France’s chief ministers from César Gabriel de Choiseul-Chevigny, duc de Praslin (Foreign Minister 1761 to 1766) to Charles Gravier comte de Vergennes, who became foreign minister in July 1774, were convinced that the most effective way to restore the equilibrium and to re-focus Britain onto the Continent was to confront Britain in her American colonies. The second guiding principle of French foreign policy concerned Russia. Choiseul as well as Vergennes were members of the secret du roi, the “Secret of the King,” a group of primarily east-ward looking foreign policy advisors which saw an expansive Russia as Europe’s greatest threat. Vergennes argued that once Britain was detached from her colonies she would focus her attention again on Europe and assist France in her policy of containment of Russia through strengthening the Baltic States, Poland, Hungary and the Ottoman Empire. This would make Britain a “European” power looking “East” rather than “West.” After 1763, France could count on the benevolent neutrality – if not tacit support – of her European neighbors for such a foreign policy. They too wanted to see British preponderance diminished even if they would never consent to the equally undesirable prospect of crippling Britain to a degree where she would no longer be able to play her part in the European-centered concert of states.
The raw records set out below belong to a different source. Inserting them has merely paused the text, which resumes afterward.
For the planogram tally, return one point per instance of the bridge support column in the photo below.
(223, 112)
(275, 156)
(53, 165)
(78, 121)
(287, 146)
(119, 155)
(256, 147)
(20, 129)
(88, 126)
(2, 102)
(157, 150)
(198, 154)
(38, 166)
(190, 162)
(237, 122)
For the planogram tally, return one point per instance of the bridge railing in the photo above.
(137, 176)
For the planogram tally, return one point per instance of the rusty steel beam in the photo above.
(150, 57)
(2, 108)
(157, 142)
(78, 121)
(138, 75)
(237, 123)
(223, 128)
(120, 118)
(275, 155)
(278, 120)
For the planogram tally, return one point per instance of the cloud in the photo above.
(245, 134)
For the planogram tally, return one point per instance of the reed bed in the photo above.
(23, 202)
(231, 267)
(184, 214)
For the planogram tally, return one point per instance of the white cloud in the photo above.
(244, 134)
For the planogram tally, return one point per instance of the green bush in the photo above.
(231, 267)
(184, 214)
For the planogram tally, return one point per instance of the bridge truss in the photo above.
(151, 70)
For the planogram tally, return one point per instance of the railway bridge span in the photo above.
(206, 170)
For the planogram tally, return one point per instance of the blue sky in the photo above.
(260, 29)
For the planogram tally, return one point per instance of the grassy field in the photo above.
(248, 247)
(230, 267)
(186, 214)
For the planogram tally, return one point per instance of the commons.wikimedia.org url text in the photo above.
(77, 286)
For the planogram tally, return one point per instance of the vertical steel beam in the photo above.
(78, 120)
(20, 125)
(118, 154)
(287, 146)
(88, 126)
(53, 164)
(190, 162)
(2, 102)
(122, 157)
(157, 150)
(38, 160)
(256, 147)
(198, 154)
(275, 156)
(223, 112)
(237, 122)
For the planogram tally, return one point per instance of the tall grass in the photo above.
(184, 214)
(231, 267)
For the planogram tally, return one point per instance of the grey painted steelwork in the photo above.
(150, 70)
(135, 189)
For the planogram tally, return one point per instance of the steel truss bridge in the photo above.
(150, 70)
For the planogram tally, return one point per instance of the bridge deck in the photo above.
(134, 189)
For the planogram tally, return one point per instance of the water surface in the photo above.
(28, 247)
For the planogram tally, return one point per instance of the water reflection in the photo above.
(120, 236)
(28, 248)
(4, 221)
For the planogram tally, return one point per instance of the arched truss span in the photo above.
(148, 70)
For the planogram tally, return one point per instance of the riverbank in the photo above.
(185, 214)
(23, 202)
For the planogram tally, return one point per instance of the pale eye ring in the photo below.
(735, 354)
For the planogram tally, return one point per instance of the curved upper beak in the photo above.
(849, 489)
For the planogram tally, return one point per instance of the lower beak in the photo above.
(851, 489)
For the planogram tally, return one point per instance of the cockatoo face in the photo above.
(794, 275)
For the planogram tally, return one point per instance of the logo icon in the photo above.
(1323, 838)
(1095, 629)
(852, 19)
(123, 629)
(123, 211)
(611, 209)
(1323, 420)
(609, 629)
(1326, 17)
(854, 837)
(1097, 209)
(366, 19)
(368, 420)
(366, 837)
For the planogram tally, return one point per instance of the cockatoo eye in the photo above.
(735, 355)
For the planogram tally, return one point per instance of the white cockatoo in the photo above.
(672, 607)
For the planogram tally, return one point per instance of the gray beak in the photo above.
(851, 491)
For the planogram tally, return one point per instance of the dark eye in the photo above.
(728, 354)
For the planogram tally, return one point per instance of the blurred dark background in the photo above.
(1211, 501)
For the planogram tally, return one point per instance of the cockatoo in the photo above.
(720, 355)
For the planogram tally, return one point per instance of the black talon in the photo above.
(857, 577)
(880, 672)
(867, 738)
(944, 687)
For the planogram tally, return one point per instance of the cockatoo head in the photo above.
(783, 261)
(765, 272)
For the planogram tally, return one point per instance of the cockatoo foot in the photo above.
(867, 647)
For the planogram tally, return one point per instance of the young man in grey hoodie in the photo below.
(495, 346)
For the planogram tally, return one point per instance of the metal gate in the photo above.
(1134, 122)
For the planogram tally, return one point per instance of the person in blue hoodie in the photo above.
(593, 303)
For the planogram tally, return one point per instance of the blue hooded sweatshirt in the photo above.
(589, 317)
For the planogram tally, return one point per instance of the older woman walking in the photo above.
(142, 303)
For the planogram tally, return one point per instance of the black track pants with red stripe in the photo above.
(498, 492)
“Detaching” Britain from her colonies and making her focus on Europe was obviously also the goal of the thousands of Americans fighting Redcoats in the nascent United States. That was the point where French and American war aims met and coalesced. Britain obviously refused to be “detached” from her colonies, and this is why American and French forces fought Great Britain in the four corners of the universe between 1775 and 1783.
Starting in 1776, France sent the newly formed Continental Army arms, gunpowder, experienced officers and much-needed money. Spain followed suit and contributed money as well. France was impressed with the strength and commitment of the young army. Following the American victory at Saratoga and the stubborn resistance in the defense of Philadelphia, France recognized the United States as an independent nation in February 1778, when France and the United States signed a public “Treaty of Amity and Friendship” and a secret “Treaty of Alliance.”
In March 1780, King Louis XVI approved the “expédition particulière,” which sent troops to the United States. The general put in charge of the mission was Jean-Baptiste Donatien de Vimeur, comte de Rochambeau; the Navy was commanded by Admiral Charles Henry Louis d’Arsac, chevalier de Ternay.